I haven’t seen Fences performed live nor have I read August Wilson’s script for the play so I can’t compare Denzel Washington’s cinematic production to either of those. I can, however, talk about it purely as a work in the film medium. As far as that goes, it was… good. Certainly not great. Aspects of it were great, sure, and I’ll get to those in a minute. But what the film needed was a dose of editing. The problem is that when you’re deciding to make a film out of a Pulitzer prize winning play, let alone one by August Wilson, nobody in their right mind will want to alter it. I think it makes sense to hold a work in such high regard and not want to change it. But even Shakespeare’s plays are cut up to fit the needs of cinema, so I think some work could have been done to trim down the 139-minute runtime.

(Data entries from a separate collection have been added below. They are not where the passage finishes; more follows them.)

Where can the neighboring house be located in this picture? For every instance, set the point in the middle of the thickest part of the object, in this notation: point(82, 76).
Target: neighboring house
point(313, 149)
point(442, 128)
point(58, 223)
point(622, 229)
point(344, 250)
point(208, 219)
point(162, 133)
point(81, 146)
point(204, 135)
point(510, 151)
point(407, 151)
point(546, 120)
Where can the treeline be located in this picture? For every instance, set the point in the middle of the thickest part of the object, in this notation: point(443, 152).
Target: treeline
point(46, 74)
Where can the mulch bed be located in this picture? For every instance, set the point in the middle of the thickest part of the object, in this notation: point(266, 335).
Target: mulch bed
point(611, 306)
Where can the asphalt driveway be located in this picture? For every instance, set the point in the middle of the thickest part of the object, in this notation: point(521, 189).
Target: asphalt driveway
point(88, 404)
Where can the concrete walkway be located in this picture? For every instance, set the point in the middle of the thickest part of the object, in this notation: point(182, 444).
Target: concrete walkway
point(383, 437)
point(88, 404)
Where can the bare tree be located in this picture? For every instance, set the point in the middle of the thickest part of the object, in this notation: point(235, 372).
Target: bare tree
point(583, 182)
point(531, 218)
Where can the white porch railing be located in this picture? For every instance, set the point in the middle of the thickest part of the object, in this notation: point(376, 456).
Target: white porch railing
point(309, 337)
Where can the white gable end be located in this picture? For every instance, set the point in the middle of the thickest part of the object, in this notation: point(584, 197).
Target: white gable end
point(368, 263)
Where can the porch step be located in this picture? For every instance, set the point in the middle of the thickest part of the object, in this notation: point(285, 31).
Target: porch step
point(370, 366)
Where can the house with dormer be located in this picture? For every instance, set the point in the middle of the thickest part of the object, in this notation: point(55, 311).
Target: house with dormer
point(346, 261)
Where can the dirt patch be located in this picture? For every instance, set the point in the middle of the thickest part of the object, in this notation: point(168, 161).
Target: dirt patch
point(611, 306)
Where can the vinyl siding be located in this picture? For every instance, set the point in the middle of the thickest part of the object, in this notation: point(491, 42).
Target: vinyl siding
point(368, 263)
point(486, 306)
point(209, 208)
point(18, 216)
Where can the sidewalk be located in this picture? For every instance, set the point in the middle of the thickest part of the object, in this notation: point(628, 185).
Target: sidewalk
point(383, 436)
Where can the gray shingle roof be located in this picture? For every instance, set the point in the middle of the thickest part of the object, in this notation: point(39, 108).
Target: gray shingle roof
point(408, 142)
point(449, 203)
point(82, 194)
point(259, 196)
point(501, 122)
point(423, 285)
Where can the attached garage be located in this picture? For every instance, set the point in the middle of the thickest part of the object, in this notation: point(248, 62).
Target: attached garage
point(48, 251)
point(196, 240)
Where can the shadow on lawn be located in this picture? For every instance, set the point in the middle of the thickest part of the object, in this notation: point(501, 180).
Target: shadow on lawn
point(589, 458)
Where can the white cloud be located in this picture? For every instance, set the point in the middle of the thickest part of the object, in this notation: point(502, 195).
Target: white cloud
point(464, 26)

I mean, if theatre-goers are going to get an intermission when they see the play, don’t you think we need one at the movie too? The seats are just as uncomfortable.

The other trap I think Denzel fell into with this movie is what a lot of films based on plays fall into: too much dialogue. Plays and films are different on a pretty fundamental level. In films, by and large, actions advance plot. In plays, dialogue does that. So when you take the one and put it in the other, something will probably need to change. Fences on the screen is still mostly dialogue. That can work in films but usually something else interesting is happening cinematically. Such as the cinematography in Steve Jobs or Alec Baldwin’s balls scene in Glengarry Glen Ross (which, by the by, was added for the film version and not in the play’s script).

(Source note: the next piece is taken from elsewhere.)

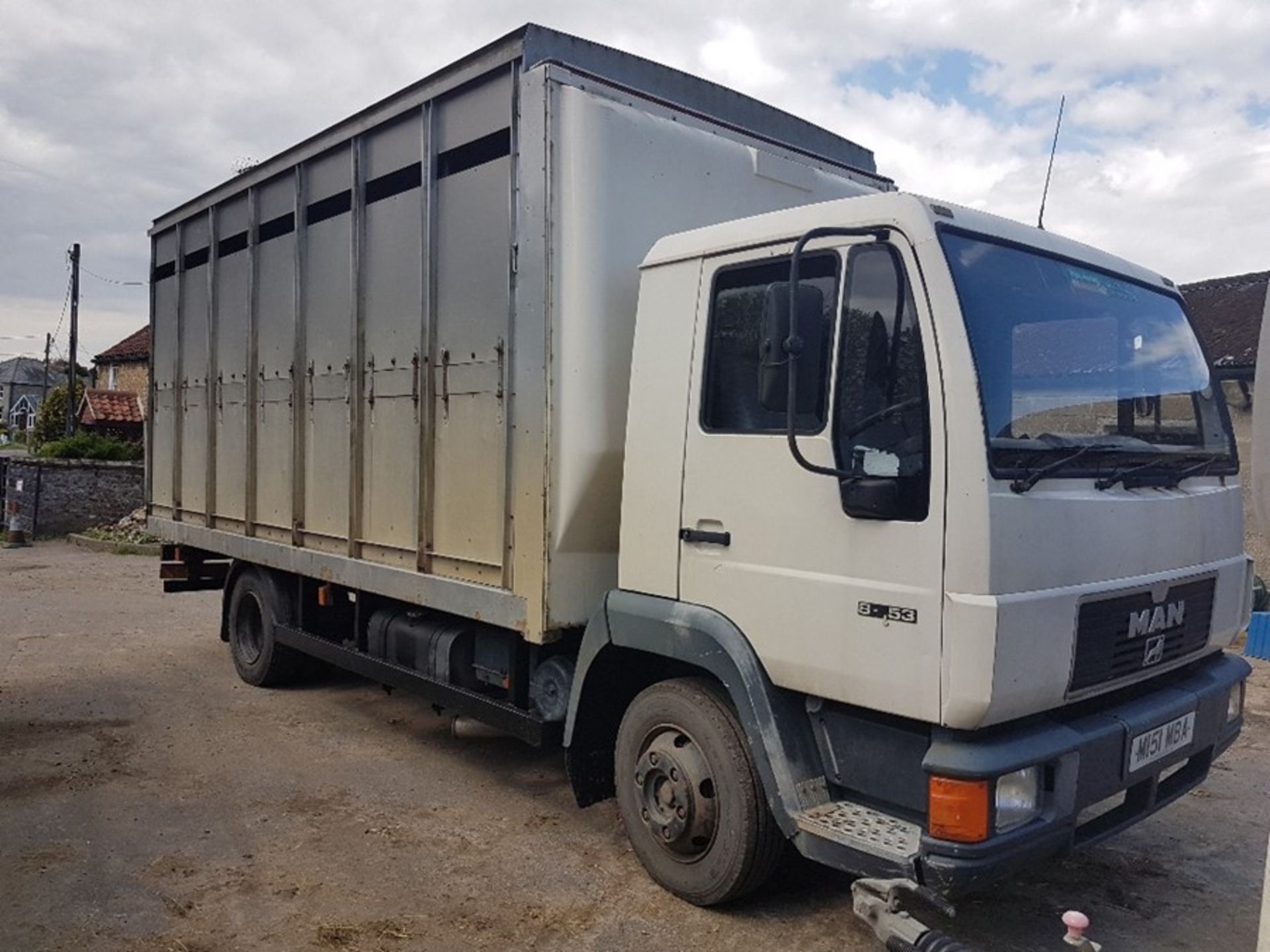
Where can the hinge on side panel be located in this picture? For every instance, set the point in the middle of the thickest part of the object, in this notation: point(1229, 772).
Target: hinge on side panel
point(444, 382)
point(502, 364)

But, I would like to also point out what works really well in the film because it is quite worth seeing for these things. Point one, the acting. It’s based on a play so you better believe the acting better be top-notch to keep the audience engaged. Everyone impresses in the film. Denzel is on-screen the most and it’s always great to see one of the greats just doing what they do best. I was reminded of Dennis Hoffman in the TV movie version of Death of a Salesman.

There’s also Jovan Adepo as his second son, Russell Hornsby as his first, Stephen McKinley Henderson as best friend Bono (not the lead singer of U2), and even little Saniyya Sidney (who will also be in Hidden Figures, out this Friday I think) and they all turn in great performances. Really, though, this is the Viola Davis show. She’s the only female role until pretty late in the film, so she really has to assert herself among all the testosterone flowing, much of which comes from Denzel’s Troy. The trailer picks out some of her most intense moments, but those aren’t even the ones that impressed me the most.

I really loved the way she called out Troy when he was lying, the way she didn’t take his wrongdoings lying down, and I especially love the moment when she tells Troy “you’re a man without a woman” or something of the same. That was the only time that I didn’t mind how unbelievably talkative the theater crowd was during the screening I was at. Seriously, it was like a commentary track with nothing interesting to say. Which is to say it was like a commentary track. I know Viola Davis will get a lot of awards attention for this one, and it is definitely well-deserved.

All in all I’m glad I saw the film. I won’t be rushing to buy it when it comes out or anything, but it was nice to watch an acting showcase which, realistically, is what Fences is.